アジアの製造業を中心に400社以上が「T3」を活用

ザイオネックス
藤原玲子 代表取締役社長

 サプライチェーンの見直しに動く企業が増えつつある中で、2000年に生まれた新しいテクノロジー企業への関心が高まっている。MITで博士号を取得したエンジニアたちが韓国で設立したザイオネックスである。最適化やシミュレーションなどの製造業向けシステムを中核に成長を続け、現在ではSCMおよびPLM分野でソフトウェアを提供。加えて、SCM関連のコンサルティング、システム導入サービスも手掛けている。

「当社はサムスンやLGなど韓国大手企業グループに対するソフトウェア提供で事業を成長させ、製品やサービスを進化させてきました。東京と台北、米国にも拠点を設け、グローバルでお客様をサポートしています」と語るのは、ザイオネックス日本法人の代表取締役、藤原玲子氏である。

 コロナ禍によりサプライチェーンの安定性が揺らぎ、供給地やサプライヤーの変更、生産・出荷計画の変更を余儀なくされたメーカーは少なくない。ザイオネックスはこうした環境変化に柔軟に対応するSCMソリューションを提案している。それが「T3(ティーキューブ)」 シリーズだ。
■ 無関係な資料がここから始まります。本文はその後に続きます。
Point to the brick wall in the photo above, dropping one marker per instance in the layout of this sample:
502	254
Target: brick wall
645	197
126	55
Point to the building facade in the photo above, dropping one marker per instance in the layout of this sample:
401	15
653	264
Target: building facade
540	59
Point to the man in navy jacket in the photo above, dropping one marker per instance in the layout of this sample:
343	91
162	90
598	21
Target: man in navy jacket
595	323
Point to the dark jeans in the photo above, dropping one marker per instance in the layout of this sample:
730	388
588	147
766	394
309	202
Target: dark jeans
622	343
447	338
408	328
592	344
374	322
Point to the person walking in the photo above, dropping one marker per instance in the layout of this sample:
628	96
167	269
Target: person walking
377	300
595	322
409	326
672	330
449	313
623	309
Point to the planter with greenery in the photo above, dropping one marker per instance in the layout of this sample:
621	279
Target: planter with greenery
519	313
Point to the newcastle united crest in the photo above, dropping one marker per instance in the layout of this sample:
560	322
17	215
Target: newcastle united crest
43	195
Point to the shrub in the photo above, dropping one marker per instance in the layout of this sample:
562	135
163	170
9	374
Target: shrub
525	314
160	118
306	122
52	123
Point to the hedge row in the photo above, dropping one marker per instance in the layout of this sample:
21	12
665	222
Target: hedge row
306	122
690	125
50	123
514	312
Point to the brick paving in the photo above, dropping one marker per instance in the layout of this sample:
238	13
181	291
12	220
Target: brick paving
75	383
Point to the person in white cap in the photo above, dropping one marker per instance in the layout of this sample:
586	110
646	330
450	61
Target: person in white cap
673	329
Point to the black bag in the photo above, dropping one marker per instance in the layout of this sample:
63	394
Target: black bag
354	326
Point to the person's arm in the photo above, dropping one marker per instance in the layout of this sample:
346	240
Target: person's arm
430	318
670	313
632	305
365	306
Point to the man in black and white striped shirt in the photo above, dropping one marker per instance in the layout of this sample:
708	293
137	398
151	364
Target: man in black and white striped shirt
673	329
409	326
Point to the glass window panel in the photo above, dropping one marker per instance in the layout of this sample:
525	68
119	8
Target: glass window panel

18年にクラウドに対応した「T3SmartSCM」をリリースし、導入企業は韓国と日本、台湾に本拠を置くグローバル製造業を中心に400社を超える。

 同社の成長の原動力の一つが、コストパフォーマンスの高さと柔軟性である。複雑なサプライチェーンを最適化する高度なソフトウェアを競争力のある価格で提供。世界的に有名な競合から、T3SmartSCMに乗り換える企業は少なくないという。組み立て系とプロセス系、両方の分野の製造業で高い評価を得ている。

「食品や化学、金属などプロセス系の製造では、組み立て製造よりも制約条件が複雑になる傾向があります。たとえば、同じラインで白い食品の後に赤い食品を作ることはできても、赤の後で白は作れません。いったん設備を動かすと簡単には止められない設備もあります。T3SmartSCMはこうしたさまざまな制約条件下で、サプライチェーンを最適化できます。プロセス系だけでなく、組み立て系製造業のお客様も増えています」と藤原氏は説明する。